St.Baphomet 27.05.2018
3. Irgendwie logisch
Von der EU auf Teufel komm raus unabhängig sein wollen aber von russischem Geld abhängig bleiben. Kennen die den Spruch nicht: "Wer bezahlt bestimmt was serviert wird". Ich dachte immer die Briten hätten genug eigene Kohle um über die Runden zu kommen, war wohl ein Irrtum. Oder sitzt die Kohle unerreichbar für den Staat in rechtsfreien Steueroasen in Übersee fest. Dumm gelaufen würde ich dann sagen. Euer Monty von Python.
omanolika 27.05.2018
4. Tiefe Sümpfe und eine Frage an SPON
Der Londoner Finanzmarkt ist ein tiefer Sumpf, in dem mancher versenkt seinen Sparstrumpf, und der sinkt da dann auch wirklich derart tief, dass man kaum mehr riecht den ganzen Mief... Klar, dass dies "Sparern" und Bank, nicht gefällt, denn nur der Gestank, den man könnte doch bald riechen, bewegt sie dazu, schnell wegzukriechen... Nun noch eine Frage an die SPON-Redaktion: Wieso erschien der Artikel am Freitag schon, war aber dann doch erst heute hier zu lesen?
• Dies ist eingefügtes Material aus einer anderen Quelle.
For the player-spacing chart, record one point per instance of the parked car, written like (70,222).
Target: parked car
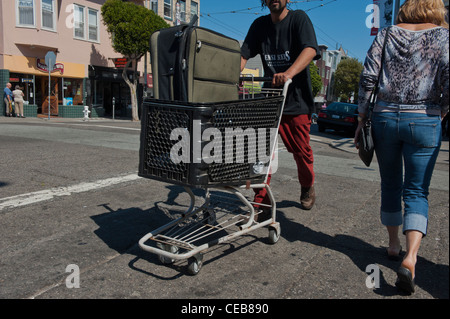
(338,116)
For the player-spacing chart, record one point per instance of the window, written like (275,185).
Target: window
(194,10)
(168,9)
(25,13)
(78,21)
(48,14)
(93,25)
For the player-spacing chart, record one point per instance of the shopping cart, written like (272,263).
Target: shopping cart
(225,210)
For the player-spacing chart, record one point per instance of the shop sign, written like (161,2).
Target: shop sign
(44,68)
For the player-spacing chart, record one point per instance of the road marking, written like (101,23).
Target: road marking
(48,194)
(97,125)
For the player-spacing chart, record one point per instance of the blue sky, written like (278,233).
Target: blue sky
(337,22)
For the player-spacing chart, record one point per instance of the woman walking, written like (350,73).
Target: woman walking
(412,99)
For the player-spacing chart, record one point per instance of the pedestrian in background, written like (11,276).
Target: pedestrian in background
(287,43)
(412,99)
(8,98)
(18,101)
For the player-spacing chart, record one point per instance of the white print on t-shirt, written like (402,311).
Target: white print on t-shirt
(275,60)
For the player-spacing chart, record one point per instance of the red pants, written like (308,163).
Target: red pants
(294,131)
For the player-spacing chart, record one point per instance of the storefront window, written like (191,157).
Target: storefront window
(73,92)
(26,84)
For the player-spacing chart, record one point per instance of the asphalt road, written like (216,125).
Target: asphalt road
(72,211)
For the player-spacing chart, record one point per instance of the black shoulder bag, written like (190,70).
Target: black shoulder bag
(366,145)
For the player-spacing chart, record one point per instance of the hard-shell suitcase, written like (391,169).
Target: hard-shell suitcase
(194,64)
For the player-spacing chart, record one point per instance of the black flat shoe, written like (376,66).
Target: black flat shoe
(405,281)
(395,257)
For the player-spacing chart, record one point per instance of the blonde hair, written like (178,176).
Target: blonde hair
(423,11)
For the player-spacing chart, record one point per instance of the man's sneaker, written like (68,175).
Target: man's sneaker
(308,197)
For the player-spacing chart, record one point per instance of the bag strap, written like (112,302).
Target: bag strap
(375,89)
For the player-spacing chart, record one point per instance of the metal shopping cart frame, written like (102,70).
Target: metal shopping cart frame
(207,224)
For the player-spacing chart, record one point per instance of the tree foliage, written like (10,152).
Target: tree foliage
(130,27)
(347,77)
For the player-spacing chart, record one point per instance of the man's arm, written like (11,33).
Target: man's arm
(302,61)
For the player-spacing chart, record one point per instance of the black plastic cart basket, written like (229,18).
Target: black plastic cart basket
(228,147)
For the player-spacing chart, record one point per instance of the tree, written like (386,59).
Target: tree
(346,80)
(316,80)
(130,27)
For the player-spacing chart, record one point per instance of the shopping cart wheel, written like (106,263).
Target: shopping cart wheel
(195,264)
(169,248)
(274,234)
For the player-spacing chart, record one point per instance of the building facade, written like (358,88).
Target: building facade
(87,70)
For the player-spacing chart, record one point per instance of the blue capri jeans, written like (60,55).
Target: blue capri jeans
(410,141)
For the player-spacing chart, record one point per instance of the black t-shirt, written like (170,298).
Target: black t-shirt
(279,46)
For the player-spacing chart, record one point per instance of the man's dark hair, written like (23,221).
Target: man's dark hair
(263,4)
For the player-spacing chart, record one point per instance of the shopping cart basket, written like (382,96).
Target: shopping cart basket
(226,149)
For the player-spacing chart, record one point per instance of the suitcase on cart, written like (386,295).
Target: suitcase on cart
(194,64)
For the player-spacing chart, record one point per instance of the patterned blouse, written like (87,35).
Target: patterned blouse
(415,72)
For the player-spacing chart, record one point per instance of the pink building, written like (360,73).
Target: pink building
(87,70)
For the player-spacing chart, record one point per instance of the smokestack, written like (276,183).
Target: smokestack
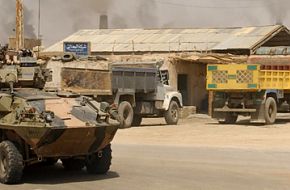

Danke, dass Sie mir helfen von meiner Unwissenheit zu genesen!
jochenErte1 27.05.2018
5. Das sind doch olle Kamellen,
seit Jahrzehnten gängige Praxis. Billiger kriegen die Oligarchen die Staatsbürgerschaft (kein zu verlänerndes Visum) in dem EU Land Malta. Da werden die 1Mio EURO gleich angerechnet für einen Immobilieninvestment und bei 1 Mio zusätzlich kriegt Oma, Opa, Frau und Kinder ebenfalls die Staatsangehörigkeit. die EU ist nicht in der Lage, das zu ändern. Ihr stärkstes Druckmittel war, dass Malta auf die EU interne schwarze Liste kam. Aber gegen das Versprechen der Besserung, ist Malta bereits wieder gelöscht und auf der grauen Liste. Und wenn GB angeprangert wird, sollten Sie die Schweiz nicht vergessen. Dort sammeln sich doch Gelder aus Korruption, Verbrechen und allen verachtenswerten Verbrechensregimen des afrikanischen Kontints an. Und dort sind die Hauptsitze der weltweit tätigen Rohstoffkonzerne, die wie Kraken die Bodenschätze der Drittewelt-Länder plündern. GB treibt sein Spiel seit Beginn des Commonwelth, ich bin überzeugt, dass deren Verbindungen über die Banken mit Honkong und Shanghai den Brexit sanfter abfedern, als uns überhaupt mitgeteilt wird.